Above is the Rifugio I Tabla (Mountain Hut I Tabla) where we had tagliatelle with mushrooms and speck. The other plate, another traditional South Tyrolean dish, quite on the heavy side but nonetheless wonderful, is stinco di maiale (ham hock) with polenta. I can't help gaining a few pounds when I am at the Dolomites.



About a 15-minute walk from I Tabla is Rifugio Piz Arlara (Mountain Hut Piz Arlara) (pictures above), even if it took us around 40 minutes to reach it. With a family like mine where one member finds all the flowers interesting and whom we have to keep on restraining from picking the whole field and take home with her, one member on the other hand, finds all bugs and butterflies ultimately great and tries to catch them all at once, and well, another member stops every step to take pictures of exactly the same things. I guess you know who that is. Hubby is the only normal one.


I love food shopping and cooking whenever I am in the mountains. I know that it's a holiday and I shouldn't be really bothering myself with these things BUT it's already a part of vacationing that I cannot take away from myself.


The picture above is a platter of typical South Tyrolean food that I bought & prepared which are speck, canderli, wurstel and sauerkraut.


Just outside Corvara are the small towns La Villa and Badia. In La Villa, you can find Lago di Sompunt (Lake Sompunt). Pictures above.


At the next town, Badia, you can take the chairlift at Santa Croce to reach Rifugio Lee (Mountain Hut Lee) at 1,850 m. high (6,070 ft.). Rifugio Lee is a kid's paradise because of the unique playground and the short walking trail towards a lake done for kids.

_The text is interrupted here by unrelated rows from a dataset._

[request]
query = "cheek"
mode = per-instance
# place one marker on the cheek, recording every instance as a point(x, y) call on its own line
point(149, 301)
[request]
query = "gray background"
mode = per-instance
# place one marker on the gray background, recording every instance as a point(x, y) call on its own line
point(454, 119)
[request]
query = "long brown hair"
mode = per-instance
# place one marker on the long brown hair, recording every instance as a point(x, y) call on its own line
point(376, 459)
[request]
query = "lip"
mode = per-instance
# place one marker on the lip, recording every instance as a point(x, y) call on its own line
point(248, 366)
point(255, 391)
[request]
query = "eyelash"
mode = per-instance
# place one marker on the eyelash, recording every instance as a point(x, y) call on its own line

The whole length of the trail is dotted with stamping stations of different kinds of animals where the kids can stop and stamp their maps with the corresponding wooden statues of the animals. It is an innovative way to make the kids walk (and stop complaining!) My own non-walker daughter would have walked 10 times more if there were more stamping stations around.  I applaud the ones who came up with the wonderful idea.



Just a few meters from Rifugio Lee is Rifugio Nagler (Mountain Hut Nagler), where we had a delicious and relaxing lunch. For pasta, we tried a traditional plate called cajinci, which is composed of mezzaluna (half moon) filled with ricotta & spinach then cooked with butter and parmigiano. Main course was my favorite South Tyrolean combination of goulash with canederli and well, I wouldn't pass up a chance to have my favorite dessert to cool me off, a big serving of vanilla ice cream with warm blueberry sauce. 


And that concludes my post about the beautiful town of Corvara where we have decided to move our summer holidays from now on. If you have kids, this is the perfect place for you. Believe me, it's the first time I can actually relax and not worry about them falling somewhere. The slopes are soft and the area's almost flat. 

My next post is about the holiday apartment we stayed in, Residence Chalet Mugun, which is another wonderful discovery in this trip. Then more on the other towns we visited. And yes, of course, some recipes that are already piling up in my computer! 

Enjoy your weekend everyone!  I hope you liked this post!